For prototypes and small production (<10M vectors), pgvector wins on operational simplicity — you already have Postgres, you get transactions and joins, and HNSW is built in. For mid-scale (10–100M) with multi-tenancy, Weaviate or Qdrant give you native tenancy isolation and hybrid search out of the box. For huge scale (>100M, low-latency requirement), managed services like Pinecone or self-hosted Milvus are designed for it. Don't pick a vector DB based on benchmarks — pick on operational fit (does my team know it? can I back it up?), then verify performance in your environment.

How do you tune top-k?

top-k is a tradeoff: larger k improves recall (the right chunk is more likely included) but degrades precision and burns tokens. The principled approach: pick the smallest k where recall@k on your gold set plateaus, typically 5–20. If you're using a re-ranker, retrieve generously (k=50–100) at the dense stage and let the reranker compress to top 3–5 for the LLM. If you're not, k=5 is the sane default and adjust based on faithfulness scores — if the model misses information that's in chunks 6–10, raise k or add reranking; if faithfulness drops because of distractor chunks, lower k.

What are the most common reasons a from-scratch RAG performs badly?

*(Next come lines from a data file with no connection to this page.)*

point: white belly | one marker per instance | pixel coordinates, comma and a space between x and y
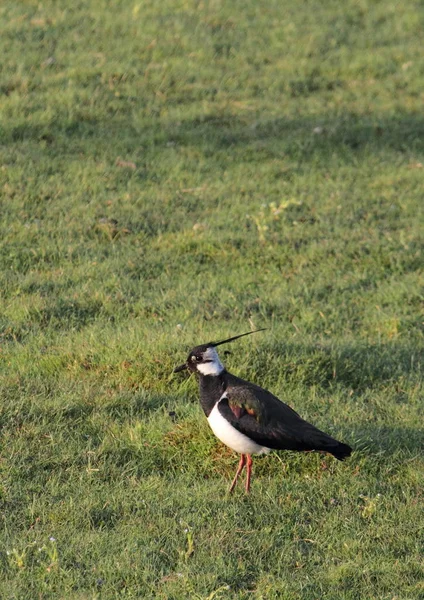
232, 438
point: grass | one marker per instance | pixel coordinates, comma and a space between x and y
176, 172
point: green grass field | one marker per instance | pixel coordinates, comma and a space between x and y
178, 171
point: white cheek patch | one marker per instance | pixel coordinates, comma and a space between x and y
214, 366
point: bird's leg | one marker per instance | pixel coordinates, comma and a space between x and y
239, 470
249, 472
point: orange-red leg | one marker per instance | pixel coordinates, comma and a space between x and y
249, 472
239, 470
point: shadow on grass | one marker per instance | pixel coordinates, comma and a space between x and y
320, 137
358, 367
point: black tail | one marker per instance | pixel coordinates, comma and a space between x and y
341, 451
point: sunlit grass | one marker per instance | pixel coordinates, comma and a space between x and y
177, 172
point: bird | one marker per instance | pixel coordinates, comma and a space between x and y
249, 419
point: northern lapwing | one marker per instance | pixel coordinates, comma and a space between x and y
249, 419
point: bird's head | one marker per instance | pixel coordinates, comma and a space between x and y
204, 359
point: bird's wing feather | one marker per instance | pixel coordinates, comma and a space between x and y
261, 416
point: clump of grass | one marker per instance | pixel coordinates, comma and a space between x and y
252, 167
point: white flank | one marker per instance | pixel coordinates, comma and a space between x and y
232, 438
214, 367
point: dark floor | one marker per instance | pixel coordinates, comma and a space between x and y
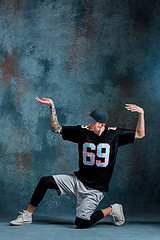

In rough order of frequency: (1) the chunker split the answer across boundaries; (2) the embedding model is generic but the corpus is domain-specific; (3) BM25 is missing — queries with rare exact tokens (SKUs, names, statute numbers) fail dense retrieval; (4) no metadata filters — every query searches the whole corpus when it should be scoped to a tenant/document/date range; (5) the system prompt doesn't instruct "answer only from the provided context", so the model pads with prior knowledge that contradicts the source. Fix in that order; each one is cheaper than the next.

When does a from-scratch RAG outgrow a one-file prototype?

The signals are operational: you can't tell which prompt or model version produced which answer (need versioning + tracing); a customer reports a bad answer and you can't replay it (need request logging); the eval is a notebook and you've shipped two regressions you didn't catch (need CI eval); ingestion takes hours and you're afraid to re-run it (need incremental ingest with content-hash dedup); two people are afraid to touch the prompt because they don't know what it'll break (need a gold set and metric). Each of those is a refactor cue, not a "rewrite from scratch" cue.